I know you cant tell for sure without papers, but what do you think he is?
APBT, Amstaff, Pit/Bully mix, etc...

Also, I know it doesnt really matter, because he is the BEST dog I have ever owned, but I was just curious. Hell, it doesnt matter to me if he is part monkey! LOL

He is 2 yrs old and weighs 65 lbs.

Here are some pics of my boy:


----------



## Firehazard (Dec 4, 2009)

looks like a bulldog to me...


----------



## KMdogs (Apr 22, 2011)

Bulldog would be the more appropriate name since your not sure what he is, Bulldog can be used as a generalized term.. In some shots his facial features remind me of old performance AST type of dogs, so its possible he may have some AST in there or scatterbred or just plain ole mutt.

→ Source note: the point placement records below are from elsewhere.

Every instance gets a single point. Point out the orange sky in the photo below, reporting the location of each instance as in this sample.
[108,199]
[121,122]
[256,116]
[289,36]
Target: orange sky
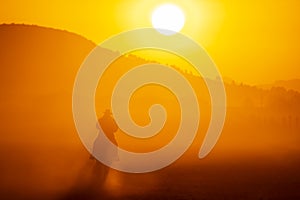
[251,41]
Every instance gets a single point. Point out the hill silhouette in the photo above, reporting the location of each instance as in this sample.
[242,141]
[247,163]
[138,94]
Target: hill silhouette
[39,143]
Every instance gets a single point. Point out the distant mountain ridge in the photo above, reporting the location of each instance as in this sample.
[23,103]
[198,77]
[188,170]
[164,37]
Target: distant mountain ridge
[293,84]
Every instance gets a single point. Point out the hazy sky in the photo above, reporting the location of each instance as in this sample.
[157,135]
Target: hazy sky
[250,41]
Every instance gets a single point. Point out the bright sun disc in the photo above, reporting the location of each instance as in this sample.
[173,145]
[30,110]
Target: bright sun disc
[168,19]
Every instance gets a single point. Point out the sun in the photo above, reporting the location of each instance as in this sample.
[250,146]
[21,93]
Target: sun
[168,19]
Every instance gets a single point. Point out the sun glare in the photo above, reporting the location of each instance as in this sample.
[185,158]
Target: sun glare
[168,19]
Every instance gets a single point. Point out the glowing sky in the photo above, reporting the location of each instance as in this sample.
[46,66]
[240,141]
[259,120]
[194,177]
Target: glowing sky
[251,41]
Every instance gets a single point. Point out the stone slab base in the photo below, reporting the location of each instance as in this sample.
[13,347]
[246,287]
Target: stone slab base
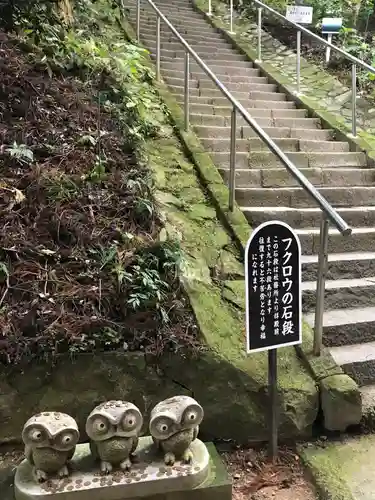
[343,470]
[149,478]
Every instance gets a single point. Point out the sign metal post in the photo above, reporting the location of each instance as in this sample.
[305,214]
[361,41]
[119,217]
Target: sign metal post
[273,302]
[330,26]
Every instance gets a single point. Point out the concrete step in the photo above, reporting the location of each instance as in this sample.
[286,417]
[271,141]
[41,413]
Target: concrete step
[268,109]
[216,46]
[361,240]
[273,98]
[213,93]
[346,326]
[178,63]
[340,266]
[296,197]
[182,24]
[266,159]
[206,131]
[196,83]
[309,217]
[279,122]
[357,360]
[319,177]
[204,54]
[340,294]
[289,144]
[149,32]
[205,82]
[220,71]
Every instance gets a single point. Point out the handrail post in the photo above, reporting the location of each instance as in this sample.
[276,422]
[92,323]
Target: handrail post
[231,17]
[232,159]
[186,90]
[259,58]
[298,63]
[354,99]
[320,286]
[138,32]
[158,48]
[209,13]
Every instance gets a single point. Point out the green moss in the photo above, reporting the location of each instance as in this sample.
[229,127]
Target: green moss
[325,468]
[309,99]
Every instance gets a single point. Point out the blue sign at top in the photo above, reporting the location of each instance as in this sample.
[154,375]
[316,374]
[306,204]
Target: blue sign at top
[331,24]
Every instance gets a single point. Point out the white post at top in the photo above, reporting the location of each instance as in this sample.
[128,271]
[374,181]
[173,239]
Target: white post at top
[328,50]
[231,17]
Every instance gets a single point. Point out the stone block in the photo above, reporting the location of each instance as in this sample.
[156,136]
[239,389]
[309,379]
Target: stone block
[149,478]
[341,402]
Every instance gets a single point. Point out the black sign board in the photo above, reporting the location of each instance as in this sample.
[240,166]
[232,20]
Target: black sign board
[273,287]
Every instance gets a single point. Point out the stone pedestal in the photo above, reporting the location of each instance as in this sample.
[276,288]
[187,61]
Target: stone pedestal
[205,478]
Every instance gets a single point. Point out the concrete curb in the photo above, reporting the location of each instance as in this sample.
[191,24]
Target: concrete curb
[327,479]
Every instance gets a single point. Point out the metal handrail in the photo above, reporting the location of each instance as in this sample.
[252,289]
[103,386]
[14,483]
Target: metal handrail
[329,213]
[301,29]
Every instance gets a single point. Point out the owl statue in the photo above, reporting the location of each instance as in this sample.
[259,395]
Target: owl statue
[174,425]
[50,440]
[113,428]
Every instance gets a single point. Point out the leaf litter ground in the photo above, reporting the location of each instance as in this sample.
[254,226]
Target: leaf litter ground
[72,225]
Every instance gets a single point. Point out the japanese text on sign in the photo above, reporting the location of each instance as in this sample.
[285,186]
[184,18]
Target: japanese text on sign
[299,14]
[273,288]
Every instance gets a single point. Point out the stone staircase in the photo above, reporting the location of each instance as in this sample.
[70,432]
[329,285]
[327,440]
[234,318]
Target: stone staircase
[264,189]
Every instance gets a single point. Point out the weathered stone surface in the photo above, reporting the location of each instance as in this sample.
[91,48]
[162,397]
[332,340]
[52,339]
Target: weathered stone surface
[6,483]
[342,470]
[147,477]
[341,402]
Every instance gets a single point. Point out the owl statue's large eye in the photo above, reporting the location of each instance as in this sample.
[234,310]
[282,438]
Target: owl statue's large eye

I've seen an awful lot of Boxer mixes, especially around lately being sold as "designer dogs" that look similarly.. Though, with your dogs structure i wouldn't think that as a first guess.

Enjoy him, don't get caught up in political agendas and trying to get an exact name, if hes a good dog hes a good dog and thats all that really matters.


----------



## angelbaby (Feb 4, 2010)

I agree with the guys , cute dog.


----------



## ttn (Jun 8, 2012)

How would you tell the difference between them all?


----------



## angelbaby (Feb 4, 2010)

by the pedigree. No papers = we cant tell you by looks. need to see the names on the pedigree to tell for sure.


----------